Tapi tetap buruk-buruk saja rupa pendidikan dasar kita.
 
Sy juga melihat anggota DPR/DPRD yg terhormat dalam menangani pungutan/korupsi di dunia pendidikan kurang bekerja maksimal. Kalau saja fungsi DPR/DPRD berjalan dengan baik, pasti pungutan dan korupsi di dunia pendidikan mudah dan cepat menghilang.
 
Seharusnya tanpa ada laporan dari masyarakatpun para pejabat rajin inspeksi mendadak (sidak) ke sekolah-sekolah negri dan berkomunikasi langsung dgn para siswa... jangan bertanya kepada kepseknya karena kepseknya pasti tidak akan mengakui ada pungutan di sekolahnya. Dan jangan juga tanya kepada komite sekolah, karena sekarang ini yang sering terjadi adalah komite sekolah bekerjasama dengan kepsek mengadakan pungutan ini itu. Seharusnya tugas utama komite sekolah bukan memaksa-maksa org miskin di sekolah utk bayar pungutan, tapi cari jalan bagaiman agar terjadi subsidi silang di sekolah tsb.
 
Sekedar ilustrasi.... sementara pemerintah terus-terusan mengatakan sekolah gratis alias tidak ada pungutan, bahkan sampai ada iklan dari Diknas di TV... kenyataanya masih saja ada pungutan yang "wajib" di sekolah-sekolah negri.
Contohnya yang terjadi di SDN Pengadegan 08 dimana seluruh siswa kelas 6 harus bayar Rp 250.000,- dengan perincian 50 ribu untuk tanda cinta ke guru dan 200ribu untuk pesta perpisahan piknik ke Ciater.

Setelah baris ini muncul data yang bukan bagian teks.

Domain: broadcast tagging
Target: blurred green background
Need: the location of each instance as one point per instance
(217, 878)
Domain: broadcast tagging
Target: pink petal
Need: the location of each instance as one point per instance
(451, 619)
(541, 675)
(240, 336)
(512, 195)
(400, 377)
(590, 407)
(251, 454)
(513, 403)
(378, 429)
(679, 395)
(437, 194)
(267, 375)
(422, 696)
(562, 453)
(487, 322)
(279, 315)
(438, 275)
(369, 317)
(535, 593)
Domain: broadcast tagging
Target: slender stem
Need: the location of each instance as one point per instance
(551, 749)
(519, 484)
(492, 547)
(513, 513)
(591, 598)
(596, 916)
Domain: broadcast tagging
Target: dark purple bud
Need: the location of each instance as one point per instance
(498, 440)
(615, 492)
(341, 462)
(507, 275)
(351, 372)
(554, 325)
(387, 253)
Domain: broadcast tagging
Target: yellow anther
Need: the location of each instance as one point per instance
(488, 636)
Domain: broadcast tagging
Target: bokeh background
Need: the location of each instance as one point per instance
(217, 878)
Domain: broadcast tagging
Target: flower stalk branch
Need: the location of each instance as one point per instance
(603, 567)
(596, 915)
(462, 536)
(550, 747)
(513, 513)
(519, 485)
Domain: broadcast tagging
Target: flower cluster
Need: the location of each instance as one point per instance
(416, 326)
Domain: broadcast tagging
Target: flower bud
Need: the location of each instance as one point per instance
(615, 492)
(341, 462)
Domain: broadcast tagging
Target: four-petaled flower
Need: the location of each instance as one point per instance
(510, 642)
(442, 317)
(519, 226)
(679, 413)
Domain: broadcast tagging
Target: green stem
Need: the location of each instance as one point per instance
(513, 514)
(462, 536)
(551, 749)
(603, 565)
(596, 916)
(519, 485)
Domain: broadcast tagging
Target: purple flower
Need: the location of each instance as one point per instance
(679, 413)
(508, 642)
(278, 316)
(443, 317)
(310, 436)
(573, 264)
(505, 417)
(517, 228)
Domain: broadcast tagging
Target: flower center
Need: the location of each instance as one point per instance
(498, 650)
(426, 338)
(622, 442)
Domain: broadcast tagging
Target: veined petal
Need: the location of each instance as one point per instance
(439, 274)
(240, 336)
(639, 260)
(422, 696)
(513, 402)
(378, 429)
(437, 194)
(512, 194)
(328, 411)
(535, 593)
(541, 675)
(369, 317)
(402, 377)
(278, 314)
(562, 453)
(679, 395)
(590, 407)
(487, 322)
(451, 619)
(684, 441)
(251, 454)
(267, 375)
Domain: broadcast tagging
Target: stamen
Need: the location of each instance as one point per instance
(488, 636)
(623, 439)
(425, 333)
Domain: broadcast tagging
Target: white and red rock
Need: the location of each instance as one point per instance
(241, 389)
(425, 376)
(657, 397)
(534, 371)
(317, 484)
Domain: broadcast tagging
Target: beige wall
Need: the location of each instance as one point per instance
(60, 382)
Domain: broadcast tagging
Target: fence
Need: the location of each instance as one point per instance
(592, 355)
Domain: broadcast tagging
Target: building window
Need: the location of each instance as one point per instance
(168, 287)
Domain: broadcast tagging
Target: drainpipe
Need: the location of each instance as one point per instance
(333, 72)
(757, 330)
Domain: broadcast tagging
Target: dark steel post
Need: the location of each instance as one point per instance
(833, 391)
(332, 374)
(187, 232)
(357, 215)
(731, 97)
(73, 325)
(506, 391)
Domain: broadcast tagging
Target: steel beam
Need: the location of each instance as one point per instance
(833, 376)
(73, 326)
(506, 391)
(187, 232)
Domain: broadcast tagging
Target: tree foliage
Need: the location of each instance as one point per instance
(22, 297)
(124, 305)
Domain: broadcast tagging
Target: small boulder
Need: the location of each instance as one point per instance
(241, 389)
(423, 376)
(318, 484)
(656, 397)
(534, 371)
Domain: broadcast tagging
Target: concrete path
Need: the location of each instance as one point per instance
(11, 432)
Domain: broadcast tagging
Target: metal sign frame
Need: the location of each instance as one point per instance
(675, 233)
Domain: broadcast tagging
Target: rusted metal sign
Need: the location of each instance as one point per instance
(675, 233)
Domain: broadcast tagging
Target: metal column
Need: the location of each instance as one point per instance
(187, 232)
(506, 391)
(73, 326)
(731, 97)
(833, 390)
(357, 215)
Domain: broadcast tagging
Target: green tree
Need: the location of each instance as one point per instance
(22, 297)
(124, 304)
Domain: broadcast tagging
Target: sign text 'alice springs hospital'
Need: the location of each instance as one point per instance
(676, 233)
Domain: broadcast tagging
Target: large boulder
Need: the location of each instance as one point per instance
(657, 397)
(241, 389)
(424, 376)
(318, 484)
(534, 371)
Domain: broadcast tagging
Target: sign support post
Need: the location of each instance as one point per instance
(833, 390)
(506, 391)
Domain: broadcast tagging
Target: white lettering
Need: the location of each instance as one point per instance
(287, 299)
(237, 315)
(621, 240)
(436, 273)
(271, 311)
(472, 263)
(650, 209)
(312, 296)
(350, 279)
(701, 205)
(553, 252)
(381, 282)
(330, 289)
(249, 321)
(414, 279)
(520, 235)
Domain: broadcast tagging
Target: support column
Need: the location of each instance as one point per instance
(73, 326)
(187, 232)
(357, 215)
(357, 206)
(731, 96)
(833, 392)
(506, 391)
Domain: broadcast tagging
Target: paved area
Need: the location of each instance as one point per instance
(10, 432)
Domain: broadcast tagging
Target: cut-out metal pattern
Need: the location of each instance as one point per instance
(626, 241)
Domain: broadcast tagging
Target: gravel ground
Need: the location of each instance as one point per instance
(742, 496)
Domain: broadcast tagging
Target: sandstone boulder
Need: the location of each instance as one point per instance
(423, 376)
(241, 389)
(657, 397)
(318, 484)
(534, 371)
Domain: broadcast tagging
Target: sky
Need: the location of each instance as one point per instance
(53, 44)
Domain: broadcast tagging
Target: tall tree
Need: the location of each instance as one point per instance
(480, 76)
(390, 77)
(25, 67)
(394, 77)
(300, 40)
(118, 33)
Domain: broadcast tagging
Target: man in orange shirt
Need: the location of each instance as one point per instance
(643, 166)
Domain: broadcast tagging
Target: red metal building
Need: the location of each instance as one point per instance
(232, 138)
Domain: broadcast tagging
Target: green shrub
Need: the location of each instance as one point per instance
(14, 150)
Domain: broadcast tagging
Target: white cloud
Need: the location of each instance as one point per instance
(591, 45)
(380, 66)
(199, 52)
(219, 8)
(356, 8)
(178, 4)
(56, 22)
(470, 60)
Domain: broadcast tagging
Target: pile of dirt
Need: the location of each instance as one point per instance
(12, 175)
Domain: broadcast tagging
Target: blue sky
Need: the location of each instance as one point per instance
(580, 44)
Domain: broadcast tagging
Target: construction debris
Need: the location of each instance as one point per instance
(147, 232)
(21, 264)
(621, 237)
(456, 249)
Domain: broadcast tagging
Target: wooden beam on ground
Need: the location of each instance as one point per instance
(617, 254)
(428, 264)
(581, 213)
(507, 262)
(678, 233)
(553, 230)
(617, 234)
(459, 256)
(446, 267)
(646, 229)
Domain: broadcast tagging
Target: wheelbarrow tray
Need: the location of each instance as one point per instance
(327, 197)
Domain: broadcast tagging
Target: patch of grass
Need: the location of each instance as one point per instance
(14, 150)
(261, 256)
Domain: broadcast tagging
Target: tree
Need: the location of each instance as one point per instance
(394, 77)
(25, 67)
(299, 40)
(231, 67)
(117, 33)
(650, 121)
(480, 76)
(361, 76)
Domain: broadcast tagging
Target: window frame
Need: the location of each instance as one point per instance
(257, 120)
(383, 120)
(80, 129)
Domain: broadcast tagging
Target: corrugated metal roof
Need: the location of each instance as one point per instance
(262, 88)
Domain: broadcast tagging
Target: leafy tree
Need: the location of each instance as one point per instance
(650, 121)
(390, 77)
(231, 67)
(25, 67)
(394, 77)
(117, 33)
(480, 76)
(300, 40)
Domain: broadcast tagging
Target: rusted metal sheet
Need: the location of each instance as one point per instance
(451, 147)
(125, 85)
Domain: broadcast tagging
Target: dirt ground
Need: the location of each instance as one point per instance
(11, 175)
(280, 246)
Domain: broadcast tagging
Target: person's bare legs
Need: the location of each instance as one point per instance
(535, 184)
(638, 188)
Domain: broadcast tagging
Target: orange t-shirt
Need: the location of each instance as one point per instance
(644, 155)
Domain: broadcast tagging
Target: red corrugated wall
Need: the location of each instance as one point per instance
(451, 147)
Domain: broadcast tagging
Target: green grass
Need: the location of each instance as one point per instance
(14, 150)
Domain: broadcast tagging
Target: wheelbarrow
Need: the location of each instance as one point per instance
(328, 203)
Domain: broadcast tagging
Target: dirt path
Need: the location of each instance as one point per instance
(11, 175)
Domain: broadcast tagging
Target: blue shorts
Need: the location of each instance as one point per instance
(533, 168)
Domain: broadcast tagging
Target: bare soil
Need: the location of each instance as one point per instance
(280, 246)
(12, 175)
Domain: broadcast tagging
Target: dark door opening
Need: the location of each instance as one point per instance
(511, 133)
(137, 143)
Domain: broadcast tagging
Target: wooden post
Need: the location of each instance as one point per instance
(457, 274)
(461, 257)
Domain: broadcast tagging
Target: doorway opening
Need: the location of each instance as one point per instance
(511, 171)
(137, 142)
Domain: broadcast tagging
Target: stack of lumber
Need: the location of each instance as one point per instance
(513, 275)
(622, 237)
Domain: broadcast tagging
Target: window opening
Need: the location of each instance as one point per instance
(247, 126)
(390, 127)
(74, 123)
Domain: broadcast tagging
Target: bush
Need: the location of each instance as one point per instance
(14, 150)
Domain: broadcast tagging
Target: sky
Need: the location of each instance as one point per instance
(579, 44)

Setiap siswa yang tidak mau ikut piknik, diharuskan tetap bayar... jadi terpaksa semuanya ikut.
Bisa bayangkan orang-orang miskin harus bayar Rp 250.000,- hanya untuk kasih hadiah ke guru dan piknik yang sebenarnya mereka tidak ingin ikut. Padahal sebelum dana BOS dan BOP turun, gaji guru di DKI Jakarta kan sudah dinaikkan menjadai sekitar 4 jutaan.
 
Satu lagi contoh... sebuah SD negri yg letaknya tepat di sebelah kelurahan Duren Tiga, Jaksel, mewajibkan seluruh anak kelas 6 untuk bayar Rp 400 ribu dgn perincian: 200 ribu untuk hadiah (bedcover) ke guru dan 200ribu lagi untuk piknik perpisahan ke waterboom. Udah gitu, masih juga ada salah satu guru kesal dikasih bedcover karena menurut guru tsb lebih baik hadiahnya cincin emas 2 gram saja daripada bedcover.
 
Belum lagi masih ada sekolah-sekolah yang jualan buku paket di sekolah.
 
Contoh lain: seorang pedagang makanan keliling yang anaknya thn lalu sekolah di Di SMPN 155 Jaksel bercerita anaknya kelas 9 membayar hampir Rp 500 ribu utk buku, kegiatan ekskul dan tabungan persiapan utk pesta perpisahan.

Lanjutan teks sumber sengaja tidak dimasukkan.